In what has been declared a “national embarrassment” and a power management “disgrace” by campaigners, consumers will ultimately foot the bill of £6.9m to 66 Scottish plants and £1.9m to 14 offshore plants in England.

This is almost double the previous single day record payout to wind farm operators, which was £4.8m on Oct 8, 2018, when turbines were switched off because it became too windy.

It is believed the low demand for electricity on May 22 was due to windy and sunny weather this week, with solar panels likely to have produced a lot of energy, combined with the lack of demand for power given the Covid-19 lockdown which has seen many businesses close.

So worrying was the development that the National Grid issued an alert to stop it happening for a second day running.

Dr John Constable, director of the Renewable Energy Foundation, a UK charity that monitors energy use, said: “Overdeployment of renewables in the UK, particularly uncontrollable wind and solar, has resulted in a very fragile electricity system, which is inflexible and unable to deal with accidents and unexpected circumstances at a reasonable cost to consumers.

“Grid balancing expenditure so far this year is already horrific and by the end of the summer it will be terrifying.

“This is a national embarrassment and a disgrace to the management of the electricity sector who have complacently allowed this crisis to develop over the last decade.”

The charity previously revealed that the operators of 86 wind farms in Britain were handed a record of more than £136m in constraint payments last year.

RenewableUK’s director of strategic communications, Luke Clark, said: “Wind is one of the UK’s biggest power sources, generating 30% of our electricity in the first quarter of this year.

“Investing in new grid infrastructure is vital so that renewable generators can continue to provide consumers with the massive quantities of cheap electricity we need to achieve net zero emissions.

“Constraint payments are the cheapest way for National Grid to run the electricity network within its current limits.

“All types of generation, including fossil fuels, receive them, but unlike older technologies, wind farms can turn off or on within a matter of seconds, and so wind is often called on by National Grid to vary its output. So it’s actually the best way to keep bills as low as possible.”

Quite why the Telegraph included the inaccurate comments from RenewableUK, the trade body for wind farms is a mystery.

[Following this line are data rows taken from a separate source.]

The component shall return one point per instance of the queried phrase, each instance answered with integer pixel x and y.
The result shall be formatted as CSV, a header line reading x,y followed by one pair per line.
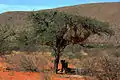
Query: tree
x,y
59,29
5,33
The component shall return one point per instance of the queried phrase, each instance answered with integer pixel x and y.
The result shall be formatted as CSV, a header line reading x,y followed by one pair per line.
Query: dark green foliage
x,y
58,29
53,26
6,35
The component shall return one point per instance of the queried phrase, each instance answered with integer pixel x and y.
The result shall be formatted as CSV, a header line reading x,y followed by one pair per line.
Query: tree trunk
x,y
57,57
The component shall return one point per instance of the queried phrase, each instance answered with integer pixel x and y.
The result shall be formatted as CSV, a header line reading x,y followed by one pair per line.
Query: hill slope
x,y
102,11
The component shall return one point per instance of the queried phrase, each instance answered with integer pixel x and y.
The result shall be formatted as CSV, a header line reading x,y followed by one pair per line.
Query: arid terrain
x,y
102,11
10,64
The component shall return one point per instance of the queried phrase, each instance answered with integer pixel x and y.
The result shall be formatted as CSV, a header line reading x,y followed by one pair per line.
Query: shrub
x,y
103,68
26,62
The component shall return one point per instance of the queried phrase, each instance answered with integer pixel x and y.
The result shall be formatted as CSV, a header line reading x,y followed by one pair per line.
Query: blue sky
x,y
28,5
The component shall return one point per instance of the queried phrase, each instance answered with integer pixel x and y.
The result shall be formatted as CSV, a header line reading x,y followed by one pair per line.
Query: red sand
x,y
12,75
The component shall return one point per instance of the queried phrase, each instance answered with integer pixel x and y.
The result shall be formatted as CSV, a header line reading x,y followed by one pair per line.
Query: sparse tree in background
x,y
6,32
58,29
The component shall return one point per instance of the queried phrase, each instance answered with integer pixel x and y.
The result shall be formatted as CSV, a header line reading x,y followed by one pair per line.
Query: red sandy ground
x,y
12,75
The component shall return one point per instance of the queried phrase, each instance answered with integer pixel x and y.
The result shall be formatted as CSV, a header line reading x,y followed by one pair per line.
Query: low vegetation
x,y
102,67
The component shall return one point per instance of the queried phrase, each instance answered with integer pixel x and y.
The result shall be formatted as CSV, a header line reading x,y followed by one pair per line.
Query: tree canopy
x,y
58,29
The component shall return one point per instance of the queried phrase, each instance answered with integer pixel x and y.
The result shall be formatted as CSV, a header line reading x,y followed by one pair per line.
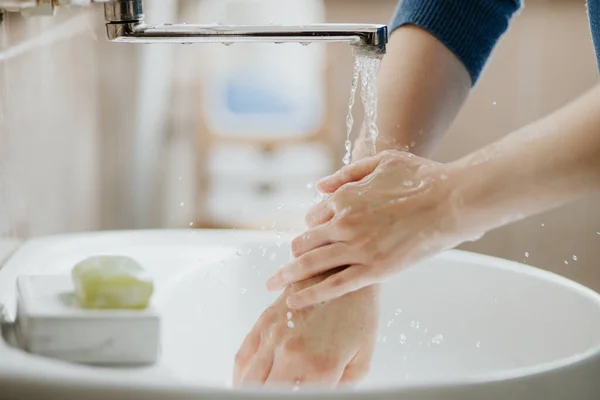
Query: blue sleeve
x,y
468,28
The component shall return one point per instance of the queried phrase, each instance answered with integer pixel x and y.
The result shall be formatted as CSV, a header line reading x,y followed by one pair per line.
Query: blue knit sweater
x,y
471,28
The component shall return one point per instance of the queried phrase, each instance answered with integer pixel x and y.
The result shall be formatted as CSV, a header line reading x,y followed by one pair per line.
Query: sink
x,y
458,326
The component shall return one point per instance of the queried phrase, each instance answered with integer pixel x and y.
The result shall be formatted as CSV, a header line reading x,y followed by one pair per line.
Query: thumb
x,y
350,173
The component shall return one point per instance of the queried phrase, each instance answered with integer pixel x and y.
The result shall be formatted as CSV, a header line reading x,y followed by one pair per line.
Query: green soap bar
x,y
111,282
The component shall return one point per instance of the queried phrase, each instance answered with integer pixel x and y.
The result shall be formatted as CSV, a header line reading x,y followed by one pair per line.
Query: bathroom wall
x,y
48,129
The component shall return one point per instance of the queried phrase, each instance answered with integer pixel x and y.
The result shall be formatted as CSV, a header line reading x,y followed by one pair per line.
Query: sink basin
x,y
459,326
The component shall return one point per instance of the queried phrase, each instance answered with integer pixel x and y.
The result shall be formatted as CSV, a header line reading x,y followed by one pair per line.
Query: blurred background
x,y
97,136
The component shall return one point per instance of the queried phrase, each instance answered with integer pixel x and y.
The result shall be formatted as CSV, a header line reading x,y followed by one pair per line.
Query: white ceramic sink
x,y
470,326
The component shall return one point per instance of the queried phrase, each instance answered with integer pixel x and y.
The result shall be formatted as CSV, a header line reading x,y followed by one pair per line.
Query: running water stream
x,y
366,69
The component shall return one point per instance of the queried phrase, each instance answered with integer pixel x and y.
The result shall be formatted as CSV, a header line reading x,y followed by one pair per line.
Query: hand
x,y
385,213
327,345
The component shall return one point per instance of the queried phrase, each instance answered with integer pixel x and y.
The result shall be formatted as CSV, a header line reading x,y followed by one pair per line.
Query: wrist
x,y
473,205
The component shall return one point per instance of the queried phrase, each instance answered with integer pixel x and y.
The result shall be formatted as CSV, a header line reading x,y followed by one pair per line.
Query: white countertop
x,y
7,247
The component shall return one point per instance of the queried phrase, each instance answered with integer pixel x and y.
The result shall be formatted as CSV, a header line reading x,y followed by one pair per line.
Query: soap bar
x,y
111,282
50,323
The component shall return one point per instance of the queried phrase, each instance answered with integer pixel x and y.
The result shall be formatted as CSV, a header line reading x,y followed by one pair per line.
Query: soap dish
x,y
49,323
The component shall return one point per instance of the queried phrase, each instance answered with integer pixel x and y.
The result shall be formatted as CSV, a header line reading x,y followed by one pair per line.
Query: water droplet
x,y
438,339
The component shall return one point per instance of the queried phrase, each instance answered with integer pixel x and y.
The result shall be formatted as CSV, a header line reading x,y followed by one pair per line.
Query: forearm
x,y
539,167
422,86
435,54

Quite clearly if investing in new grid infrastructure is needed to accommodate wind power, then that cost should be stood by renewable companies, and not passed onto the public.

It is also not true that renewable generators generate massive quantities of cheap electricity. The opposite is the case.

As for the final paragraph, I assume that must be some sort of joke. The National Grid have already told us that their costs of balancing the system are expected to be £500m higher than last year. And this is solely due to the inherent unreliability of wind and solar power to be able to supply the amount of demand on the system on a day by day and hour by hour basis.

Yesterday, constraint payments to wind farms added another £6.9m to our bills, at the extortionate rate of £80/MWh so far this month. The price is so high because wind farms are having to forgo obscene subsidies.


Currently, market prices for power are down to £14/MWh, but consumers are not able to fully benefit from this.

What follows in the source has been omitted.